Aufruhr : Kicker, hört die Signale!

Lars Spannagel sieht die Flammen der Revolution in der Bayernliga lodern.

Lars Spannagel

Fußballer sind keine Revoluzzer. So lange das Gehalt pünktlich überwiesen wird, lassen sie alles über sich ergehen: Steigerungsläufe, Strafenkataloge, Trainerentlassungen. In der Bayernliga, dem Bergwerk der Moderne, wo Fußball noch gearbeitet wird, ist jetzt Schluss damit. Die tapferen Männer des Fünftligisten SpVgg Ansbach 09 haben sich für den Widerstand entschlossen. Die Vereinsführung hatte den beliebten Trainer des Teams gefeuert, nun gehen die Spieler auf die Barrikaden. In einem offenen Brief teilten sie mit, unter der aktuellen Vereinsführung nicht mehr auflaufen zu wollen.

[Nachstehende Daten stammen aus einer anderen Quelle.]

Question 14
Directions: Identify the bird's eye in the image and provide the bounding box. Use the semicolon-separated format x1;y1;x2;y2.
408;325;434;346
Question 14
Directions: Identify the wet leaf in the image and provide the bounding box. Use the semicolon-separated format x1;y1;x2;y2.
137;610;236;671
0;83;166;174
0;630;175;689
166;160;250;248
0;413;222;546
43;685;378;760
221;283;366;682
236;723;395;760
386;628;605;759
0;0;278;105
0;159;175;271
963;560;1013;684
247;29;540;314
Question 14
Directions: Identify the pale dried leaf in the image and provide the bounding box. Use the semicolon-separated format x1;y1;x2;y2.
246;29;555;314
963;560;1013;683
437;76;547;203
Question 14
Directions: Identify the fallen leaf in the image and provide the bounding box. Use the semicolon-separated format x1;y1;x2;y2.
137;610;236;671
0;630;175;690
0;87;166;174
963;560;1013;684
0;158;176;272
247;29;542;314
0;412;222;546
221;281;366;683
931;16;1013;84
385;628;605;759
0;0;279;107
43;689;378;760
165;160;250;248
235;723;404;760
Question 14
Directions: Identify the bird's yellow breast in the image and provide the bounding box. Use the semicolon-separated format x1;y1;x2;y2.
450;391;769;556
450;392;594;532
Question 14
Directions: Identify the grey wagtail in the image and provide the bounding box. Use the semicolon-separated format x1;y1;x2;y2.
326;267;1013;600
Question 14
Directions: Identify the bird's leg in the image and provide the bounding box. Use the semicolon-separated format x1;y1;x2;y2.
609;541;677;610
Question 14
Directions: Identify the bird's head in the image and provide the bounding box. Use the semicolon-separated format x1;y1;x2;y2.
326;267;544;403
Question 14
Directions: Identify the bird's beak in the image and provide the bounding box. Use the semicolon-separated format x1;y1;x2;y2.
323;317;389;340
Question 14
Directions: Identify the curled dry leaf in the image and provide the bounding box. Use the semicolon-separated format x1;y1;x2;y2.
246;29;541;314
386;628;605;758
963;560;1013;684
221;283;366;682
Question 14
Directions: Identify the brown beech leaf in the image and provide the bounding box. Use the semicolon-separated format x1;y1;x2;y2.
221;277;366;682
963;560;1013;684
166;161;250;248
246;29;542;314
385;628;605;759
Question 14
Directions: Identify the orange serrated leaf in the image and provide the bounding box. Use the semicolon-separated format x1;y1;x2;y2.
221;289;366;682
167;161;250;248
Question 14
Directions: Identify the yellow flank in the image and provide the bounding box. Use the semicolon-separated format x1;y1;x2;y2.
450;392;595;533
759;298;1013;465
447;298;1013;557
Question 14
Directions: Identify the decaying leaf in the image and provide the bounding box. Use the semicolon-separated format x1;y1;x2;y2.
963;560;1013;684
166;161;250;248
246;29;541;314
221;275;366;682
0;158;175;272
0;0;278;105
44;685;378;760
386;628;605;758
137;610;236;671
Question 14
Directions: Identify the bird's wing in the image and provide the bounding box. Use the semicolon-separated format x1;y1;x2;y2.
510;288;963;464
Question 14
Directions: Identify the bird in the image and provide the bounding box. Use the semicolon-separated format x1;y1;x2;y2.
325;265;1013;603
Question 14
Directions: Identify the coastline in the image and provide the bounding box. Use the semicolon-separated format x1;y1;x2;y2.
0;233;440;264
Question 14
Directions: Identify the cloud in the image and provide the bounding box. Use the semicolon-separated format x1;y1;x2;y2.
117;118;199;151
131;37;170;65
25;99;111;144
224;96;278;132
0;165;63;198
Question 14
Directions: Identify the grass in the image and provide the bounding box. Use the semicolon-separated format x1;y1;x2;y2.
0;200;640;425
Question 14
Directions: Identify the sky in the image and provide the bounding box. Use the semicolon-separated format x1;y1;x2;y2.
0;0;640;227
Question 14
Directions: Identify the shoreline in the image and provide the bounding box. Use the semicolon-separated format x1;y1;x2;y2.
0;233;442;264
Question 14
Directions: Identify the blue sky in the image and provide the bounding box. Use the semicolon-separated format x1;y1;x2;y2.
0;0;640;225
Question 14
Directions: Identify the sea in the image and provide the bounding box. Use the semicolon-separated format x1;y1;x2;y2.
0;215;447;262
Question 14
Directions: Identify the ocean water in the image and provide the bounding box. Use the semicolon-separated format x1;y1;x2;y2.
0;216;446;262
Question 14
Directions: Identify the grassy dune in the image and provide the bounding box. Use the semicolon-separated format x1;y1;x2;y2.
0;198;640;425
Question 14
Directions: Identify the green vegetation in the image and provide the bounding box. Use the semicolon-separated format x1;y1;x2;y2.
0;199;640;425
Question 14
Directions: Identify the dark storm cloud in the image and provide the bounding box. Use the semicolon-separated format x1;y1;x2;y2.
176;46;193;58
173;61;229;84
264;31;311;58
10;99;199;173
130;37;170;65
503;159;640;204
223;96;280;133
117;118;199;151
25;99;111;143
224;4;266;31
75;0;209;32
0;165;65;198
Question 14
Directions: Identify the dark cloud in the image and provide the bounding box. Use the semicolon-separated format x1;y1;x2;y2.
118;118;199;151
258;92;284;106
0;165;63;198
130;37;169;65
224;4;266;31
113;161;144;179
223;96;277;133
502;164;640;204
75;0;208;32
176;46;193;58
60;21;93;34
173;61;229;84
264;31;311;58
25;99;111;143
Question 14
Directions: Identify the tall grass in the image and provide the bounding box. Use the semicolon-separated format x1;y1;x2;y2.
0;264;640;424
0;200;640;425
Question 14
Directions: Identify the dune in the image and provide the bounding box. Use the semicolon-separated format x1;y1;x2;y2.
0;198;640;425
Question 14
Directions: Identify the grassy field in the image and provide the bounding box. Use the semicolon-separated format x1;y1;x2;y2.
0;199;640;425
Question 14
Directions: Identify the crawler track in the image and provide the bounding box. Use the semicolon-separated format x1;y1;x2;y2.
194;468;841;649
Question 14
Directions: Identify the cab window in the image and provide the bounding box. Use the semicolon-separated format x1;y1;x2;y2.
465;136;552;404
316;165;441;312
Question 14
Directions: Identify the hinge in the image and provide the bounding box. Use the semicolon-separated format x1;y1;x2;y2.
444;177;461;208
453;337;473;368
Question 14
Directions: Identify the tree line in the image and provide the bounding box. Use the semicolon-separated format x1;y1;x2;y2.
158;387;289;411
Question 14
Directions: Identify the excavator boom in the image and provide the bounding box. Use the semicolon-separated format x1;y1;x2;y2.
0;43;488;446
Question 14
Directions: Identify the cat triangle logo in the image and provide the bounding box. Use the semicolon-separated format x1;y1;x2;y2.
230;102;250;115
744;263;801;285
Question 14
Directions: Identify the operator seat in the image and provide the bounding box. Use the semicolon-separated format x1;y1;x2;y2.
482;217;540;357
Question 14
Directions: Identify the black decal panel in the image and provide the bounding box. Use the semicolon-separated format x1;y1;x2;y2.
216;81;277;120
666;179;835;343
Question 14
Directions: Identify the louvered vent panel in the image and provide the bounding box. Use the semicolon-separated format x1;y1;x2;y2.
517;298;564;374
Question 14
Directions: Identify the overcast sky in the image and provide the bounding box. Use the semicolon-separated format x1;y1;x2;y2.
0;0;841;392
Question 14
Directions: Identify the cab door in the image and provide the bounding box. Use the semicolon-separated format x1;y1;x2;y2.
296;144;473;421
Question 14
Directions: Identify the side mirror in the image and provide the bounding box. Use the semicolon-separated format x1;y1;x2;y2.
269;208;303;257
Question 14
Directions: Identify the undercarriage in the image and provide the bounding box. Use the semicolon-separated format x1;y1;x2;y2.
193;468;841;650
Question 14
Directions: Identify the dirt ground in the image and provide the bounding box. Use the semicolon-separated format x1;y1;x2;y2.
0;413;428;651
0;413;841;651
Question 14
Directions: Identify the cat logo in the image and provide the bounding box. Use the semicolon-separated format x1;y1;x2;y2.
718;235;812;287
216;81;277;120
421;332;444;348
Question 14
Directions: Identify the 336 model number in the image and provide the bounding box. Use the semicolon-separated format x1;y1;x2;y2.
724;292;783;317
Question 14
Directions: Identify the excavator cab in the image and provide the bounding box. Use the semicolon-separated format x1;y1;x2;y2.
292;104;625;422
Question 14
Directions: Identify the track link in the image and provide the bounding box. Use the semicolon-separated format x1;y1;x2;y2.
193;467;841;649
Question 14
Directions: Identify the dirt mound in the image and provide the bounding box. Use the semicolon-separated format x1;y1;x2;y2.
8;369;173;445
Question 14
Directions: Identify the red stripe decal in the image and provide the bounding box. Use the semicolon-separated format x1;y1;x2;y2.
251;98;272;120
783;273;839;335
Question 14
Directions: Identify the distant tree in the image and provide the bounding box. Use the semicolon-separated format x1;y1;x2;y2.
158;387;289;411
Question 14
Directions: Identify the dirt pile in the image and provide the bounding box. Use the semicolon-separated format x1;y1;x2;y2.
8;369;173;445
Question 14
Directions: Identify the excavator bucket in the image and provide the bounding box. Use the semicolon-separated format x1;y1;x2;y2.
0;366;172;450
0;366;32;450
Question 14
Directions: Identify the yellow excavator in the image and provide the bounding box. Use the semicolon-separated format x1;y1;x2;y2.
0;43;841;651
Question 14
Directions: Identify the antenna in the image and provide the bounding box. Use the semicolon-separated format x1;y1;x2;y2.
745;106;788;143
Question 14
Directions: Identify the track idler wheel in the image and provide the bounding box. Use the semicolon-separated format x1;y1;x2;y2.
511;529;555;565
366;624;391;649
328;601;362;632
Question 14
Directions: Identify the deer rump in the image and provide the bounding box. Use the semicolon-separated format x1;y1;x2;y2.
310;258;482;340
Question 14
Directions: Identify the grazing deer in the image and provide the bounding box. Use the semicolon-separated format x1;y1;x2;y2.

Genial!

Man stelle sich das Zittern vor, das diese Meldung in den Geschäftsstellen der Bundesligisten hervorruft. Ganz nach den Idealen der „Internationalen“ (Heer der Sklaven, wache auf!/Ein Nichts zu sein, tragt es nicht länger/Alles zu werden, strömt zuhauf!) reißen die Fußballer die Macht an sich. Unfähige Manager, selbstherrliche Präsidenten, arbeitsscheue Sportdirektoren – ihnen allen wird die Nichtigkeit ihrer Existenz vor Augen gehalten, wenn die allzu lang geschundene Kaste der Fußballer ihnen ihre Arbeitskraft verweigert.

„Sollten sich in der Führung personelle Änderungen ergeben, sind wir natürlich zu Gesprächen bereit“, kündigten die Ansbacher Spieler an. Bis dahin kämpfen sie, wofür alle Fußballer kämpfen sollten. Ein Leben in Würde auch auf dem Rasen! Das Recht der Trainer, in Ruhe den Parcours fürs Zirkeltraining aufstellen zu können! Friede den Hütchen, Krieg den Palästen!